Besides the difficulty of changing the regime in Iran, another misconception is that this would necessarily alter Iran's effort to build a nuclear weapon. Much of the focus during the period of negotiations has been on President Ahmadinejad, but he has never been the person with the real power; moreover, both his predecessor and last opponent, also supported the nuclear program. The world actually owes Ahmadinejad a debt of gratitude because it is his threats, virulent anti-Semitism, support for terrorism, and bombast that helped draw attention to Iran's activities after years of blind neglect.

It is a mistake, however, to believe that it is only the radical Islamic leadership that seeks a nuclear capability. Other Iranians insist it is Iran's sovereign right to use its technological know-how to acquire the same weapons as other nations. By what right, they ask, is the United States, Israel, India or Pakistan entitled to have nuclear weapons while denying the same right to Iran?

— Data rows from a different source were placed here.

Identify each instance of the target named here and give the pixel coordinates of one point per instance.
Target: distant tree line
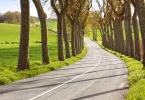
(14, 18)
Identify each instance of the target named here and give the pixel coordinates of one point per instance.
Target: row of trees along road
(14, 18)
(119, 26)
(73, 12)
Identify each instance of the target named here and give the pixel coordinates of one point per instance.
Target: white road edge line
(66, 81)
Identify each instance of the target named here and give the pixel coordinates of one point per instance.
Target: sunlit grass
(9, 54)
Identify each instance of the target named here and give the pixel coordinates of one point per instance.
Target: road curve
(98, 76)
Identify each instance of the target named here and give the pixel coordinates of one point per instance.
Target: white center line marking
(67, 81)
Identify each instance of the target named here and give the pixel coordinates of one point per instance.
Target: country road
(98, 76)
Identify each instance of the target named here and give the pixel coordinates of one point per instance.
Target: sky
(14, 5)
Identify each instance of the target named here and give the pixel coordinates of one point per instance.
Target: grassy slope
(136, 77)
(9, 54)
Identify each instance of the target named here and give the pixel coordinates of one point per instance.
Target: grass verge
(9, 44)
(8, 76)
(136, 77)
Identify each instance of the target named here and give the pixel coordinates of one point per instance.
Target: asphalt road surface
(98, 76)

Thus, regime change would not necessarily eliminate the nuclear threat from Iran. The issue then, for the international community, would be whether a non-Islamic regime with these weapons would be less of a threat to its neighbors and world stability. The fear that Iran would intimidate its neighbors or attack Israel might be reduced, but Arab countries would still feel the need to get their own bombs to ensure deterrence. Everyone would also have to worry that the Islamists might return to power and then they would have the weapons already in their arsenal.